Saturday, April 21, 2012

Grandpa Lachmayer's Rhubarb



I worked with my grandpa this morning, if only in my mind. It's the rhubarb that does it-it was his and now it's mine. We work on it together every year, and have for as long as I can remember.


It was a fine morning to be out there in the garden  with my memories of him and the songs of the High Kings on my iPod. 


Down behind his house, gone now too, alas,he had a long bed of rhubarb and current bushes. All the grand kids loved the pies and jellies that resulted from those plants and loved the hours pestering him while he worked on them too.




When he was getting older and I finally had the horse I wanted all my life, Magnum, I used to load my little orange Chevy up with horse manure and haul it down to him. It made the rhubarb just burst out up of the ground and the stalks grew as thick as my wrist.


Somewhere during that time he gave me a few root cuttings and I have dragged them from house to farm to house to farm as I moved, and cared for them just as he taught me.






This morning while I was cleaning the nasty reed canary grass roots out of the bed and piling on composted horse manure, then mulching with half-rotted hay, he was there. 

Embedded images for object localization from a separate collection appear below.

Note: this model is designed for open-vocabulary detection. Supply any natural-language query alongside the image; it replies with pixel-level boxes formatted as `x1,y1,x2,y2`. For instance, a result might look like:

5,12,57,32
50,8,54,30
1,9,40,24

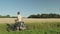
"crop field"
0,18,60,34
0,18,60,23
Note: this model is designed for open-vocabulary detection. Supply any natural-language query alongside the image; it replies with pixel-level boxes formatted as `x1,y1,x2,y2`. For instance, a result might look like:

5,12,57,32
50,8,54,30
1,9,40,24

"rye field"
0,18,60,34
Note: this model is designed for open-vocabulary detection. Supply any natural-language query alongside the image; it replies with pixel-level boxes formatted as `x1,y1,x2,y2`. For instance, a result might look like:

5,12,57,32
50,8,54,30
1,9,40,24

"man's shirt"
17,14,22,22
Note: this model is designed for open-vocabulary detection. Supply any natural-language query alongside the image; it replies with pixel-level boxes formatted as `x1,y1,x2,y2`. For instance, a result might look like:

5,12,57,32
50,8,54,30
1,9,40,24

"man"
16,11,25,31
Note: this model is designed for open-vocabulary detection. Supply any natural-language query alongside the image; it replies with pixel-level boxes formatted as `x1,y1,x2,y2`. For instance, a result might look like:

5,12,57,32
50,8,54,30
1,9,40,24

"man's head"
17,12,20,15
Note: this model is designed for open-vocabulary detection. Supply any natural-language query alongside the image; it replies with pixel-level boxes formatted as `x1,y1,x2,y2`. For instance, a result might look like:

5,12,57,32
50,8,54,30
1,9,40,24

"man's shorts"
15,22,24,27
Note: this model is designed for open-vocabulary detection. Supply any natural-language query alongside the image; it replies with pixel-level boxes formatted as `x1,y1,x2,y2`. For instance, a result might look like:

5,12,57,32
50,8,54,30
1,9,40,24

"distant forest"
0,13,60,18
0,15,17,18
28,13,60,18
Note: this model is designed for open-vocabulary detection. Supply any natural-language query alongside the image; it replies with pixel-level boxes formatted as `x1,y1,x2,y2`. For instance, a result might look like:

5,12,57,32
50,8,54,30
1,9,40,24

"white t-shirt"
17,14,22,22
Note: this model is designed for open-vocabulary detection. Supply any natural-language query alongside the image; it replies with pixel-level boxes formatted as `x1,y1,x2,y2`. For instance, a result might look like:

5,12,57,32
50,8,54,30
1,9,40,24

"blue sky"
0,0,60,17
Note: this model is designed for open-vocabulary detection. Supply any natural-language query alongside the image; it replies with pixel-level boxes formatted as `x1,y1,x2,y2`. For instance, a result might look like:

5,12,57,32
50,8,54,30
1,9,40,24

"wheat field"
0,18,60,23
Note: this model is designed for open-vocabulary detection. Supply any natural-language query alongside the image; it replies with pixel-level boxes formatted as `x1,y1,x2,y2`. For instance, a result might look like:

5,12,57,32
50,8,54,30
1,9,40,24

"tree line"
0,13,60,18
0,15,17,18
28,13,60,18
0,15,10,18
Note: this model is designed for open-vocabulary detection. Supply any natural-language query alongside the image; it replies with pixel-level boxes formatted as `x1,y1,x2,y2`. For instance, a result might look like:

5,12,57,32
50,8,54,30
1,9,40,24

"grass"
0,22,60,34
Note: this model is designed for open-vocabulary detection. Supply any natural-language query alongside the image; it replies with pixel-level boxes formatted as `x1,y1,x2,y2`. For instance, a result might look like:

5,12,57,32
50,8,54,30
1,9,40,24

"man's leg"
19,26,25,30
16,26,19,31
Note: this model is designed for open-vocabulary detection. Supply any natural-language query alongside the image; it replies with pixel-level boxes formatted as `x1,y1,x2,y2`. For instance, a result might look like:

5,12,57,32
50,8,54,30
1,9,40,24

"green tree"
28,13,60,18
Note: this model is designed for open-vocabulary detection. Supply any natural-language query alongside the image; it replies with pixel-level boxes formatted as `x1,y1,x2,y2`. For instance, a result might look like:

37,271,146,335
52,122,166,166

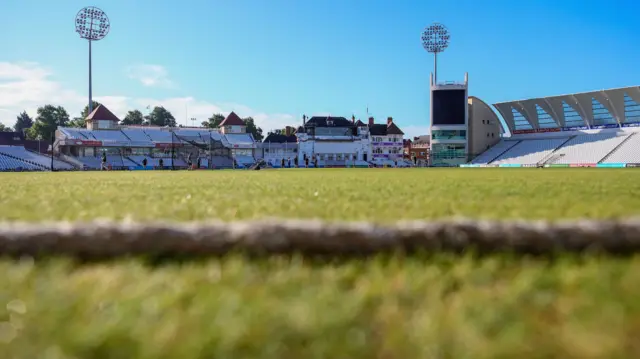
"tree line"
0,101,264,141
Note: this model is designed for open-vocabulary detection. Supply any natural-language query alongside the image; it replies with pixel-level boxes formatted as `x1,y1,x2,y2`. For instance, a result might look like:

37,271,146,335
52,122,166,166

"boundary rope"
1,218,640,259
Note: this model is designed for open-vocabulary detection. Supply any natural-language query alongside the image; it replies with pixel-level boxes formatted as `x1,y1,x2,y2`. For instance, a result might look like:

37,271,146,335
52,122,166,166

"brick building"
403,135,430,166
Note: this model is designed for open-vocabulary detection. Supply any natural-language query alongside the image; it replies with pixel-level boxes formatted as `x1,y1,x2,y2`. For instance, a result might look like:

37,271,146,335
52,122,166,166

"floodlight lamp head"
75,6,110,41
421,23,450,54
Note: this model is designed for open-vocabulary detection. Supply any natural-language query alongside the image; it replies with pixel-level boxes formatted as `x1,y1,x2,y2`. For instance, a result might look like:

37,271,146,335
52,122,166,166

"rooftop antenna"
75,6,110,115
421,23,450,85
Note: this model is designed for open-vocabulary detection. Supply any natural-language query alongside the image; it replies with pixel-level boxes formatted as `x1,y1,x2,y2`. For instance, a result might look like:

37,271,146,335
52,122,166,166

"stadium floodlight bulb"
75,6,110,115
421,23,450,84
75,6,110,41
421,23,449,53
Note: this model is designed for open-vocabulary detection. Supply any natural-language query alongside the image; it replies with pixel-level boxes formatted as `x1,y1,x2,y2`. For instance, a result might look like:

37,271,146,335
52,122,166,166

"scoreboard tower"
429,72,469,166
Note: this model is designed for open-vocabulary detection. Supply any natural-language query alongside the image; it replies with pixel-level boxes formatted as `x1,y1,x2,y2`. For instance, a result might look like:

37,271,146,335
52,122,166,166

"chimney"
352,115,355,124
285,126,292,136
302,114,306,126
387,117,393,125
368,116,374,126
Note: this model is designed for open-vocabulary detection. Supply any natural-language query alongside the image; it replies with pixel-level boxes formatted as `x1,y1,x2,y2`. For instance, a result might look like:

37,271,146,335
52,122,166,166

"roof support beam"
493,103,515,133
593,91,622,126
569,94,592,128
538,99,563,127
626,87,640,105
520,100,541,129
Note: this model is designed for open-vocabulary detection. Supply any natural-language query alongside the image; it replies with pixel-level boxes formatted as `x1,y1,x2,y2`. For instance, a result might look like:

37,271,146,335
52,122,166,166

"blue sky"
1,0,639,137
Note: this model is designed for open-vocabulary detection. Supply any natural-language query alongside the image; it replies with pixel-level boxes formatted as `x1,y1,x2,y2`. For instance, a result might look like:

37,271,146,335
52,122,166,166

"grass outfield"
1,168,640,222
2,168,640,358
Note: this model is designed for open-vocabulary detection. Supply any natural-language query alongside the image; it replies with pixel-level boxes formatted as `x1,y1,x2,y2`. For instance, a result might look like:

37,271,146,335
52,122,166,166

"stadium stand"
121,128,153,143
0,152,41,171
77,157,103,169
58,128,90,140
211,156,234,169
143,128,176,143
601,133,640,163
88,130,130,142
492,138,569,166
549,133,630,165
466,86,640,167
0,146,74,170
470,140,520,164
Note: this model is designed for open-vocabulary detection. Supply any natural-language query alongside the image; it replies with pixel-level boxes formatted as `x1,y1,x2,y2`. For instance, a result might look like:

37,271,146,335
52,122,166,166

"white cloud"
0,61,422,138
125,64,174,88
0,62,297,133
0,62,86,126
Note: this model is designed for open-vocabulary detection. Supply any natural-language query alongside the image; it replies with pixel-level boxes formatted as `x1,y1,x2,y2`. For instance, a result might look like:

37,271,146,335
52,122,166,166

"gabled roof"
86,104,120,123
355,119,367,127
368,124,388,136
305,116,353,127
263,133,297,143
368,121,404,136
387,122,404,135
219,111,245,127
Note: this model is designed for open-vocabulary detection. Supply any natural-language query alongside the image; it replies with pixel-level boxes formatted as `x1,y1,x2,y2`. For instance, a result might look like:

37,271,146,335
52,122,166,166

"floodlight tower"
75,6,110,115
421,23,450,85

The scent of meadow hay and warm horse; the sound of the song sparrows, the green of the valley...they all brought him close again. It was nice to spend a while out there with him, making things right after the ravages of winter.... I love you Grandpa...thanks for the memories and the rhubarb.

8 comments:

Jan said...

What a lovely tribute.

Anonymous said...

It is amazing that we remember our
grandparents with food. This morning, I picked mustard greens, the unopened flowers and some leaves, just as my Grandma taught me. Stewed them with some garlic and olive oil. Just the smell of them takes me back to Grandma's house, always smelling of herbs and good cooking.
I wonder how our grandchildren will
remember us?

PK said...

Hi, I was steered over here by Ysabetwordsmith at LJ. Love the mix of words and pictures...want my (family) blog to be something like that. Anyway I was particularly interested in the little yellow flowers in the middle of this post. They look like some I saw this morning, that I've not seen near home before. What are they?

threecollie said...

Jan, thanks, he was the sweetest man you could imagine

Anon, boy that is sure the truth...I can't cook or garden without remembering the people who taught me how, or fed me when I was a kids....

PK, those are a woodland flower called trout lily or spotted adder's tongue. Thanks for stopping by and taking time to leave a comment.

Jeffro said...

Our predecessors do tend to pop in once in a while. Good thing, too.

Anonymous said...

Way down here in the deep south, my Granny said put your (taters) Irish potatoes in the ground by Valentines and the rest of the garden by Good Fri. On Easter Sun. we had some new taters aka creamer, about the size of a quarter, she just couldn't wait. Her greens would melt in your mouth. Thanks for the memories...

Cathy said...

" . . . making things right . ."
Marianne, this post is as lovely as anything we're likely to find on the internet.

Talk about making things 'right' . .

Wow.

threecollie said...

Jeffro, I have all my "grands" in photos on my kitchen wall. I talk to them...does that make me weird? No, don't answer that. lol

Anon, that sounds wonderful! I had the incredible fortune to grow up surrounded by a full quartet of grandparents, one great grandpa, who was quite a character, flocks of aunts, uncles, cousins, second cousins, a great, great aunt who was a flapper once and more. Such an array of wonderful characters...and lots and lots of good, old-fashioned cooks.

Cathy, thanks! I wasn't going to post yesterday...not much to say...but it was so lovely out there.